Hi again Reality Check,

Thank you for the information on Caltrans’ current herbicide usage. Surflan was not in the information they provided last year. A quick search did not show me any references to Caltrans’ use of Surflan, do you mind posting your source?

Also, thank you for letting us know that Caltrans follows their broadcast spray trucks with a water tanker. In the past they have actually delayed their spraying (even for pre-emergent weeds) due to rain in the forecast. Could you also let me know what your reference is for this? It would be incredibly helpful.

Surflan actually sounds just as bad or worse than Milestone. According to the labeling:

• toxic to fish
• 24-hour ban for reentry
• dispose of any clothing that comes in contact with Surflan, do not clean or reuse
• do not graze or feed forage from treated areas to livestock
• do not use Surflan A.S. on soils containing more than 5% organic matter

And an NIH paper describes it as a xenoestrogen.

Web Link

We agree on one thing—I am emotional. Having this stuff sprayed by my house and staying active in my soil and water scares the heck out of me.

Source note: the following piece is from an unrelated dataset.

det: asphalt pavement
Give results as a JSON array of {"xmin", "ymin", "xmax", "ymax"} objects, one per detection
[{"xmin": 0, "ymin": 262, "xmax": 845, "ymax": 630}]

Since you are from around here (right?), you must know that if there is daylight, there are people on the shoulders of 84 and 35. It is a major recreational area for bikers and hikers.

Yes, there are other dangers in the world. But the issue here is herbicides and the fact that there is an excellent and proven alternative. Why risk it?


4 people like this
Posted by Rhea S.
a resident of Menlo Park: Suburban Park/Lorelei Manor/Flood Park Triangle
on Oct 25, 2015 at 9:22 pm




I urge Caltrans to use the healthier alternative of mowing for all of Highway 84 instead of a select section. That is not good enough. We need to protect our precious environment and all the people,and critters that inhabit the affected areas.


2 people like this
Posted by Suzanne Greenberg
a resident of Woodside: Kings Mountain/Skyline
on Oct 25, 2015 at 10:26 pm

Herbicides are not necessary and are dangerous to the health of the community. The is particularly the case since other non-toxic remedies are available and proven to be effective


3 people like this
Posted by La Hondan
a resident of another community
on Oct 26, 2015 at 4:34 pm

I live on acreage in these mountains. I manage weeds and brush by mowing and removing by hand (and introducing desirable species to take of the space that weeds would otherwise occupy. It's pretty simple and I'm managing fire danger and not introducing toxins into the watershed.

Very..simple...

CalTrans can do the same. That's their job.


Sorry, but further commenting on this topic has been closed.